I, for one, am poor at de-stressing. Last summer, I set myself a date halfway through the month I spent at home, which was to mark the end of my allotted days of torpor. Until that day, I bore no responsibility to anyone, least of all myself. Life was only for lounging. I banished the specter of productivity as best I could, but before long, saw it arising again in the approach I took to each leisure-game I attempted. Reading a book became staying in this precise spot until I’ve finished fifty pages or more. Likewise, lying out on a chaise lounge in the garden gave way to assessing the most efficient chair positions for working on my tan. Each night, I prepared increasingly complicated dinners for my family, regularly spending upwards of two hours in the kitchen. In short, I was tilting toward the pathological.
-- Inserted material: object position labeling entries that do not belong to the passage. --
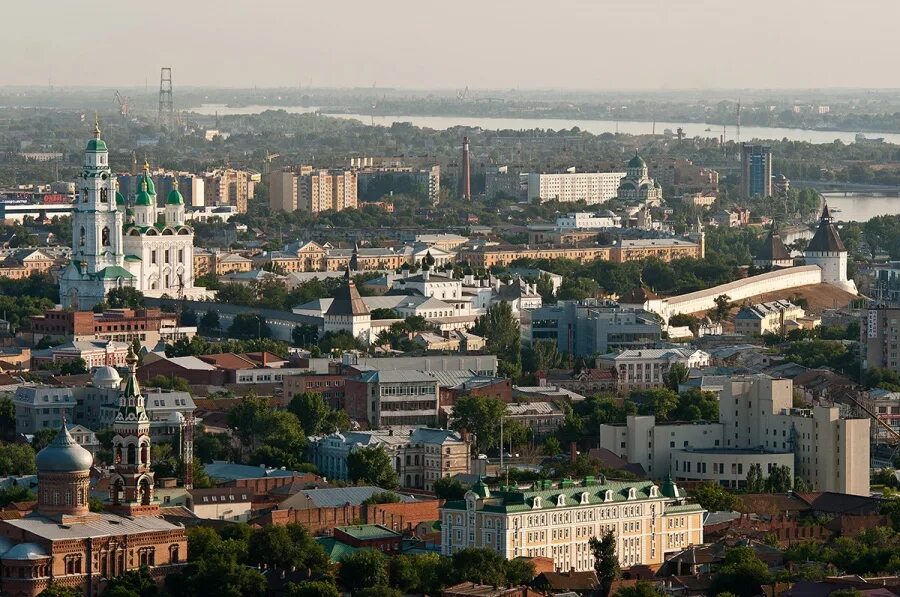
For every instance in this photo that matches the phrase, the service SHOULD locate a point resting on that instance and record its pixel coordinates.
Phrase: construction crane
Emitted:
(124, 102)
(268, 160)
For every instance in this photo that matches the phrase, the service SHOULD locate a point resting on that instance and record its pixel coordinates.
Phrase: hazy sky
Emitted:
(573, 44)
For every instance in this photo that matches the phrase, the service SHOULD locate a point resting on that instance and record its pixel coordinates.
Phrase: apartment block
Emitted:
(582, 328)
(420, 456)
(312, 190)
(566, 187)
(556, 520)
(757, 425)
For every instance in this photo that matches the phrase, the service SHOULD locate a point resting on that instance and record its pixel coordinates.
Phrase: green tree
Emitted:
(365, 568)
(479, 565)
(551, 446)
(714, 497)
(125, 297)
(742, 573)
(480, 415)
(316, 416)
(16, 459)
(501, 331)
(132, 582)
(372, 465)
(42, 438)
(606, 562)
(209, 323)
(312, 588)
(677, 375)
(780, 480)
(641, 589)
(755, 481)
(7, 418)
(58, 590)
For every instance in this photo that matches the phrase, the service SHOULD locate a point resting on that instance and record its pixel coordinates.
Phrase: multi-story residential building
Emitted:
(666, 249)
(881, 338)
(386, 398)
(21, 264)
(588, 220)
(567, 187)
(501, 181)
(228, 186)
(42, 407)
(312, 190)
(648, 368)
(886, 283)
(757, 425)
(95, 353)
(756, 171)
(556, 520)
(772, 317)
(420, 456)
(147, 326)
(583, 328)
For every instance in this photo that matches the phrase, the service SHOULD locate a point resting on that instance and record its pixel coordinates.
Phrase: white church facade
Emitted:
(115, 246)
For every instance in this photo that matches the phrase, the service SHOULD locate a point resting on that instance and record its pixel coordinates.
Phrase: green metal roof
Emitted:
(143, 198)
(363, 532)
(114, 271)
(96, 145)
(175, 198)
(516, 500)
(336, 550)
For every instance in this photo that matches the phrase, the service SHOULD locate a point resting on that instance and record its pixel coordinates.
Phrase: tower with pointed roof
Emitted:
(827, 250)
(637, 184)
(773, 254)
(131, 484)
(97, 263)
(348, 312)
(160, 252)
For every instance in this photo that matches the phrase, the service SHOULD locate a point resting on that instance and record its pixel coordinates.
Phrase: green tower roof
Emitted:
(175, 198)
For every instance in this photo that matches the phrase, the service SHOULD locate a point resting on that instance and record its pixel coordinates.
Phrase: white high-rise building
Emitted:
(115, 246)
(590, 187)
(98, 253)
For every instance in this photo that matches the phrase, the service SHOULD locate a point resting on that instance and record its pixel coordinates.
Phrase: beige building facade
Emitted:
(556, 520)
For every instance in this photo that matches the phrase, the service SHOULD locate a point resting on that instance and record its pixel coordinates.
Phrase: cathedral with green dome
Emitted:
(116, 244)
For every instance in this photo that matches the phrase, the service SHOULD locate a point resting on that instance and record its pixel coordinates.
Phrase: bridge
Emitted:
(834, 186)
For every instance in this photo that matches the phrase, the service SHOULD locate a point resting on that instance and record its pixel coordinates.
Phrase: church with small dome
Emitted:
(637, 184)
(117, 243)
(62, 541)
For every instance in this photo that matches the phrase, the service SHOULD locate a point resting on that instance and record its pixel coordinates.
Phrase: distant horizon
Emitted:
(636, 45)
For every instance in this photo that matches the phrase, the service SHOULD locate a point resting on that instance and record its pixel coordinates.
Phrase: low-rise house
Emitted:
(648, 368)
(222, 503)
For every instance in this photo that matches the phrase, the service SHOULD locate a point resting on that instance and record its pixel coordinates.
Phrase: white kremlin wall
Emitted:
(704, 300)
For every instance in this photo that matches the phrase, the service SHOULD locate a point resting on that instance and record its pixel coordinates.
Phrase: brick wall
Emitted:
(399, 517)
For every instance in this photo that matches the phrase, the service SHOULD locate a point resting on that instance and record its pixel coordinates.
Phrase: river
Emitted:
(631, 127)
(861, 207)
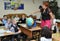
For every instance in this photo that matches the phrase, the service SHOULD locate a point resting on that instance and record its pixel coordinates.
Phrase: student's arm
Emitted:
(36, 11)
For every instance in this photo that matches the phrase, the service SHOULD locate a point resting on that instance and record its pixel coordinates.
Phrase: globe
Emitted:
(29, 21)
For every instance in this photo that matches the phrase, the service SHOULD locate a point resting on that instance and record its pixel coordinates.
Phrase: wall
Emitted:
(29, 6)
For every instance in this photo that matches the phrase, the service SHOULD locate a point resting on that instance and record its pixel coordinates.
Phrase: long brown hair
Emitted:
(46, 3)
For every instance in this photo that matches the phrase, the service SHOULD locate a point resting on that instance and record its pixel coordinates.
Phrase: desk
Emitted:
(56, 37)
(5, 33)
(31, 33)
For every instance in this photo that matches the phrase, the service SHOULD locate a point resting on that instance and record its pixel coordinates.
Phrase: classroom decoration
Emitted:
(29, 21)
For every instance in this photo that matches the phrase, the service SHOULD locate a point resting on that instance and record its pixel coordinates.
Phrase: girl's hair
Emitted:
(46, 3)
(46, 32)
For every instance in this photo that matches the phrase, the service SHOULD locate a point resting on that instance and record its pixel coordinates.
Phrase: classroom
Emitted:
(29, 20)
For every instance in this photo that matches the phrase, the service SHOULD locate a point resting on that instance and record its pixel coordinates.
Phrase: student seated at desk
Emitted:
(22, 19)
(15, 29)
(4, 20)
(54, 25)
(16, 18)
(8, 24)
(34, 24)
(46, 34)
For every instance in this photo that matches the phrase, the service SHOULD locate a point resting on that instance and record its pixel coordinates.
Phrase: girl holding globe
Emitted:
(47, 15)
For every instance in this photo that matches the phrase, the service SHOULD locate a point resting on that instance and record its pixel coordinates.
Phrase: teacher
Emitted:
(47, 15)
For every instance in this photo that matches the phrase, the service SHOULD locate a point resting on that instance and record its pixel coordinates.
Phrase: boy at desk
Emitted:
(14, 28)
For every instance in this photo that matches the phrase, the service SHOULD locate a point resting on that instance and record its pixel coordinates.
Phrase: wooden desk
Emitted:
(56, 37)
(29, 32)
(5, 33)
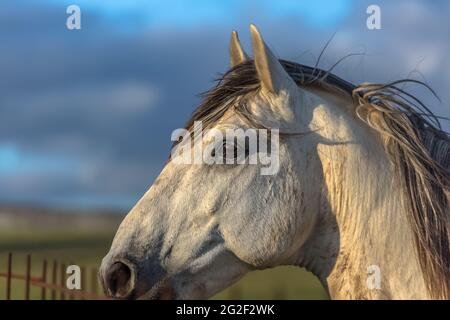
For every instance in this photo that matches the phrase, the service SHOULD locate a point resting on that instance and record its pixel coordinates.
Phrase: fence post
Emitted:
(94, 281)
(63, 281)
(44, 279)
(28, 278)
(8, 277)
(54, 274)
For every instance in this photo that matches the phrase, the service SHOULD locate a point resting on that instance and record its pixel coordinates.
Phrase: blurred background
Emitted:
(86, 115)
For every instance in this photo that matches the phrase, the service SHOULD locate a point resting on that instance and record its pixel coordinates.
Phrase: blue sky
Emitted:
(86, 116)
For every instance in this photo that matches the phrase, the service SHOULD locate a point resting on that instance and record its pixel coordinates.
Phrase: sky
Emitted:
(86, 115)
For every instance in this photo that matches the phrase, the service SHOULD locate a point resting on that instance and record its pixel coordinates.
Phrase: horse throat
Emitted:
(363, 245)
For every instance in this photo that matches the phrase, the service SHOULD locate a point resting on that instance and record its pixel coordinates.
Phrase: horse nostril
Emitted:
(118, 280)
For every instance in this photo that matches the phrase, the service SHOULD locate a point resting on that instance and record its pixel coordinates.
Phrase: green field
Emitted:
(86, 249)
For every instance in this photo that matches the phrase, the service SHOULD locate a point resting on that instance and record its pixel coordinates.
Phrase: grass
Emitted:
(86, 249)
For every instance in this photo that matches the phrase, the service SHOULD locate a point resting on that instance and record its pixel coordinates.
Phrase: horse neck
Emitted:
(363, 224)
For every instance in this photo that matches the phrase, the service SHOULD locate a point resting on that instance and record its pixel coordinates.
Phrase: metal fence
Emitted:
(51, 281)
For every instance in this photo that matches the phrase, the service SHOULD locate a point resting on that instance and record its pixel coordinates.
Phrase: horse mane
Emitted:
(412, 137)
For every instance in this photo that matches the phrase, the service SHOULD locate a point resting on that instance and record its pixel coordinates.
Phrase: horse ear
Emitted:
(271, 73)
(237, 54)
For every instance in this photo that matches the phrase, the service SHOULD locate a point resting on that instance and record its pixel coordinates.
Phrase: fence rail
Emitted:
(57, 289)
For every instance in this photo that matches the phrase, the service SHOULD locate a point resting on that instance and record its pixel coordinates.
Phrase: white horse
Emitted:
(361, 198)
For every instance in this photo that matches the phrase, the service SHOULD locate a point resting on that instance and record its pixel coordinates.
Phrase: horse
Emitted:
(363, 186)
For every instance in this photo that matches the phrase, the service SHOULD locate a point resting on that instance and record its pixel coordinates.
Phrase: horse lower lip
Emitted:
(163, 290)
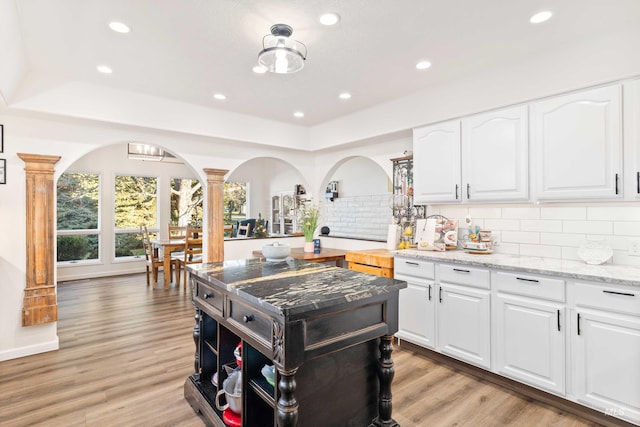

Absent external influences — except partly for the implied injunction of vacation itself, to relax — I came to see all I did as goal-driven. What sort of rest is that? When the day came to tackle my longstanding to-do list, I was restored in body only, and in that, only barely. This was, to some extent, an inevitable outcome of my personality. I’m drawn to extremes of experience and intensity of feeling. Everything is always all-or-nothing. I like my dogs large and my pasta al dente, and find moderation hollow in those who don’t also probe their own upper bounds of both self-indulgence and self-denial. No wonder unwinding doesn’t come naturally to me. I’m my own antagonist!
In the deep of winter quarter, my wages looked the same no matter what I did: burnout. Feelings of burnout can’t be definitively dealt with in an afternoon and are by nature a can for kicking down the line. Still, I set aside spring break to make some progress on that front. As I cozied into a fancy-schmancy cabin in Tahoe with my best friends, I set myself modest goals for my round of spiritual exercise. This time, I told myself, I’d learned. I was determined to have a truly unstructured few days, not to slip up by fulfilling or accomplishing anything. I watched sunsets and the snow, played Tekken 2 and had a bath. Each activity was harder than anticipated, as at the pause between them I found myself terrorized by the desire to be productive. Nothing needed doing, yet I couldn’t relinquish the feeling that I should be doing something.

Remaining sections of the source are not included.